Been catching some nice pompano the last couple of weeks from the Gandy Bridge Catwalk.

A while back someone was asking about the Doc's Goofy Jigs. Here is good photo of a pompano caught on one.










This is a Doc's Jig with an additional teaser. As you can see many times a pompano will hit the teaser fly as often as they do the jig. 

I was out again yesterday and I caught three nice pomps with one going almost 14 inches. That's a good size for early summer.


----------



## SnookMook (Jan 7, 2004)

Here's a pic of a nice mangrove snapper I caught on the jig as well.
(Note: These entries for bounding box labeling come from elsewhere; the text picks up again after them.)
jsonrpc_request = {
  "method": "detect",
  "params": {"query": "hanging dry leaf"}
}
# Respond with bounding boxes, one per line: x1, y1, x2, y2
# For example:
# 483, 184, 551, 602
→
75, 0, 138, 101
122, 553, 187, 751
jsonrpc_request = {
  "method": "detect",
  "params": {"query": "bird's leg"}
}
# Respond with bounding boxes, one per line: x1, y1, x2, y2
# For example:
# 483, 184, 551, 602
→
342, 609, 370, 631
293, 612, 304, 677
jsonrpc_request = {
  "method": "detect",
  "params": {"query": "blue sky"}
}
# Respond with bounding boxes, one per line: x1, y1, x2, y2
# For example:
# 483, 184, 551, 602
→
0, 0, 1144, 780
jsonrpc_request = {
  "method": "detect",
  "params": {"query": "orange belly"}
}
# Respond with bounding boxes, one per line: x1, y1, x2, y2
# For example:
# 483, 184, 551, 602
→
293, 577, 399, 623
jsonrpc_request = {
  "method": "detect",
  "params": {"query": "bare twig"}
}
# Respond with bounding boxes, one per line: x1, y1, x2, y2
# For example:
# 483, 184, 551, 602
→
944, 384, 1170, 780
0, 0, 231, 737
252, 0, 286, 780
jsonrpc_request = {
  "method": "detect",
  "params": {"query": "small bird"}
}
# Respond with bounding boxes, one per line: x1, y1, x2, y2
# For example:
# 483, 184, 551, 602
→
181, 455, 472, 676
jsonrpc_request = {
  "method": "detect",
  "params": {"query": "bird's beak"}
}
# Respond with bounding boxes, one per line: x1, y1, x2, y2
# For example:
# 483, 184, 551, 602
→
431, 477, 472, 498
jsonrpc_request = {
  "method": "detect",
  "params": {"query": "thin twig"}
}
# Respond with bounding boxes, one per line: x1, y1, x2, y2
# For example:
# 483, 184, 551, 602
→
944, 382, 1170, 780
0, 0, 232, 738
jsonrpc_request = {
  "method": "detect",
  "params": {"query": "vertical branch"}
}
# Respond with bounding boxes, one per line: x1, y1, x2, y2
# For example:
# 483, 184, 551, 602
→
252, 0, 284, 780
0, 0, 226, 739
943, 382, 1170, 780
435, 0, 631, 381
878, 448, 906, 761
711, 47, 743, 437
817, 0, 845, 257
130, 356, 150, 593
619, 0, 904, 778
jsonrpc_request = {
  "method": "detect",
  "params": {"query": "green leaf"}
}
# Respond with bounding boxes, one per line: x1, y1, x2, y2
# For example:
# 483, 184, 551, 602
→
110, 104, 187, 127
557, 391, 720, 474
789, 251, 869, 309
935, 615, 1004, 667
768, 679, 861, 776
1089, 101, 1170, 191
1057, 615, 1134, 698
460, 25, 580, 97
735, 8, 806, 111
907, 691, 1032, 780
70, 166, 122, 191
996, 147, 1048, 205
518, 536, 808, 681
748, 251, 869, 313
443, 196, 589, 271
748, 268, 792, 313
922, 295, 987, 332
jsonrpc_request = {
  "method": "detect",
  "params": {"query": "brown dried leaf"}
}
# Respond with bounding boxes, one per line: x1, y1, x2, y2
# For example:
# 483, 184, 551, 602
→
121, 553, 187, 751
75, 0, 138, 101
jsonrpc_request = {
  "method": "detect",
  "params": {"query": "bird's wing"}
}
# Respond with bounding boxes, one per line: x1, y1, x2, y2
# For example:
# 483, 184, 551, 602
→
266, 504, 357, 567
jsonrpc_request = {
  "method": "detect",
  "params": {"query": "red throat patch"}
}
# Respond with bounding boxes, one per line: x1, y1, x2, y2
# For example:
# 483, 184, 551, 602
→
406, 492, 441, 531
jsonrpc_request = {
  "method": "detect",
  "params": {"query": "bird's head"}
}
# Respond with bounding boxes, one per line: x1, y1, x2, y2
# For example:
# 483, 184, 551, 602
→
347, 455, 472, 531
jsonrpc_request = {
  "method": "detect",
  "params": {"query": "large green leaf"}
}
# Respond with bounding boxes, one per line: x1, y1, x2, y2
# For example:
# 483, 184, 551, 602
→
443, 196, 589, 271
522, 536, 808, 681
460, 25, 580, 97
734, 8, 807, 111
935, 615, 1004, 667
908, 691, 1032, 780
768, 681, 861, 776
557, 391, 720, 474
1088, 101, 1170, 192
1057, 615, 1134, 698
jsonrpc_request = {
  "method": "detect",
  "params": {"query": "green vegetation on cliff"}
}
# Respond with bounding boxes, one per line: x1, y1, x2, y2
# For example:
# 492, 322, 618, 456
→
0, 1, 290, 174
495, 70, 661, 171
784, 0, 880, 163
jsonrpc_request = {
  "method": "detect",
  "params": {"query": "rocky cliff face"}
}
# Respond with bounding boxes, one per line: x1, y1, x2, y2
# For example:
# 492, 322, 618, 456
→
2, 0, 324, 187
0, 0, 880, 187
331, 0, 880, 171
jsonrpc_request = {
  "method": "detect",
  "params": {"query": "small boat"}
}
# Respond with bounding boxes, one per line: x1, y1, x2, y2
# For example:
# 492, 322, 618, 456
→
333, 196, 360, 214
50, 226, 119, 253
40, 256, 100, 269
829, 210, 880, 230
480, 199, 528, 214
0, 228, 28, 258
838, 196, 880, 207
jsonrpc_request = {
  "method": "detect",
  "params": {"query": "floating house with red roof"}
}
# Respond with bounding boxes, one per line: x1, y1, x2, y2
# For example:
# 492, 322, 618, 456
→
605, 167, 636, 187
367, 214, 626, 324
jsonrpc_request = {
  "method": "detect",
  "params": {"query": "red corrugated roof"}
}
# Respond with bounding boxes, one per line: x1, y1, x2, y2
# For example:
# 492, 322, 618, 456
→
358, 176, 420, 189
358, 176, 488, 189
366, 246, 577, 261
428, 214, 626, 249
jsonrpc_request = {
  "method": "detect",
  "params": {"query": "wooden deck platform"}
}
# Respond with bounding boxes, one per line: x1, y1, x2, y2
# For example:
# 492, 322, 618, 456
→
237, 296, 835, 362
These jigs will catch everything. LOL


----------



## KodiakZach (Mar 16, 2005)

Nice pics of the Doc's jig. All those times I heard 'em mentioned on that other board but never saw a pic. So you just rig the 2 in tandem and bounce them through the surf?


----------



## RuddeDogg (Mar 20, 2004)

Nice work.


----------



## SnookMook (Jan 7, 2004)

Thanks guys.

KZ--Yea, we just bounce em along on the bottom in a quick but short sort of hopping motion. There's different techniques, but as long as you're getting it on the bottom that's the main thing.


----------



## bcssux (May 23, 2005)

are they widely sold or kinda hard to find?


----------



## KodiakZach (Mar 16, 2005)

How many ounces is that model in the pic?


----------



## SnookMook (Jan 7, 2004)

KZ--That is the 1/2oz model. That's pretty much all I use, although will drop down to 3/8oz if the current/tide is not strong.

bcx--They are a local area St. Pete/Tampa small operation. I've found a couple places that will do mail order though and I will post after checking with the Forum admin.

If not I will PM you.


----------



## abass105 (Jun 13, 2006)

I would be interested in the mail order information as well. I have been looking for a place to purchase the jigs.


----------



## SnookMook (Jan 7, 2004)

abass105--I'm waiting to hear back from the admin. I'll let you know either way.

Also one other thing. I've just been informed that Doc is now making a 3/4oz version. Formally 1/2oz was as heavy as he made them. 

This is good news for use in more rough conditions.


----------